British Comedy Guide

Fitness for work interview no 1

I wanted to have a go at the bullshit on reclassifying disability claimants. I'm not very good at satire so all feedback welcome. This is meant to be the first of a series. The tests at the end are real apparently. The mind f###ing boggles.

SCENE: AN INTERVIEW ROOM WITH TWO OFFICIALS ADMINISTERING A TEST. A WOMAN IN A WHEELCHAIR ENTERS

CIVIL SERVANT #1:Good afternoon Ms...?

WOMAN:Patterson.

CIVIL SERVANT #1:
Patterson, yes. I'm Mr. St John-Smythe, and this is Dr. Fanshaw-Etherington.

WOMAN:(NERVOUS) Hello.

CIVIL SERVANT #2:
No need to be nervous Ms. Patterson, this is just to assess whether you still qualify for your disability allowance.

WOMAN:Well. My legs are still missing.

CIVIL SERVANT #1:
And under a Labour government that would, of course, have kept you on easy street for the rest of your life. (BECOMING INCREASINGLY AGITATED) But not today, sister, we've had enough of supporting freewheeling scroungers like you missy...

CIVIL SERVANT #2:
Thank you Justin. (TO THE WOMAN) So, could you just explain your circumstances again?

WOMAN:
Well, as I said on the form, I was a pole dancer, top earner at the Peppermint Pussy in Cirencester. Then I was involved in a hit and run accident. And that's when I lost my legs and my job. (VOICE BREAKS A LITTLE)

CIVIL SERVANT #2:
So you've been unable to work as a pole dancer since you lost your legs?
WOMAN:Well, yes. Having legs was always seen as a very important part of the job.

CIVIL SERVANT #1:
I put it to you Ms. So-called Patterson that you could easily continue to work in the exotic dancing field.

WOMAN:
How am I supposed to do my act? I need my legs to hang upside down, the punter's really like that. (VOICE BREAKS EVEN MORE AND SHE SOBS)

CIVIL SERVANT #2:
(SYMPATHETICALLY) Of course, my dear, we understand, but there are other opportunities.

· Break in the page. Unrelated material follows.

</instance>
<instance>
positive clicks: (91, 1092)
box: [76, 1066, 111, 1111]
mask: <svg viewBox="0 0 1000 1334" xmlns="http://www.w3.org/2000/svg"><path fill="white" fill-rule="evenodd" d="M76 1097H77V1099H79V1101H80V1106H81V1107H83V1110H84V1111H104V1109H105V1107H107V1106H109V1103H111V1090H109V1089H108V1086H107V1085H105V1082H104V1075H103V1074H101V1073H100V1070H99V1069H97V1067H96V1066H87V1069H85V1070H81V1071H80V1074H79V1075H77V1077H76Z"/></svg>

WOMAN:What other opportunities?

CIVIL SERVANT #1:Lap dancing.

WOMAN:Lap dancing?

CIVIL SERVANT #1:
No need for legs. Just sit on his lap and wiggle. If anything, it's an advantage. More erm, direct. None of that coy dancing near the lap. This will be a proper lap dance really...

CIVIL SERVANT #2:
Justin! We do feel this could work Ms. Patterson.
WOMAN:I can't believe you're being so insensitive! How am I supposed to even get up there for a start?

CIVIL SERVANT #1:
Well, my dear, this is the really exciting bit. We can team you up with another scrounger...

CIVIL SERVANT #2:
(SYMPATHETICALLY) Re-assigned benefit mis-claimant.

CIVIL SERVANT #1:
Whatever. The point is we get some other malingerer to lift you onto the punter's laps and bingo! Two of you off the register.

WOMAN: (REALLY UPSET) I can't do this.

CIVIL SERVANT #2:
(SYMPATHETICALLY) We shall, of course do a full evaluation of your psycho-social readiness for work.

WOMAN:How?

CIVIL SERVANT #1:Can you get this pen out of your shirt pocket?

WOMAN:Of course I can.

CIVIL SERVANT #1:
Very good, just one left. Can you pick up this coin from the floor?

WOMAN:It's rather difficult to reach from my wheelchair...

THERE IS A CRASH AS CS #1 TIPS HER OUT OF HER CHAIR

CIVIL SERVANT #1:Girlfriend's good to go.

For me it went on just a tad too long. Cutting off at the 'lap-dancing'
would have been fine. Trouble is, that legless people in pole dancing venues, often get thrown out for arsing about!

Quote: Ponderer @ October 12 2010, 11:40 PM BST

WOMAN:Well. My legs are still missing.

:D

I really liked this. Thought it read well, had some good jokes all the way through and was finished off quite nicely.

I think this is a great litle sketch. Nicely written!

Like it.

Thanks all. Emboldened by the positivity I'll post number 2.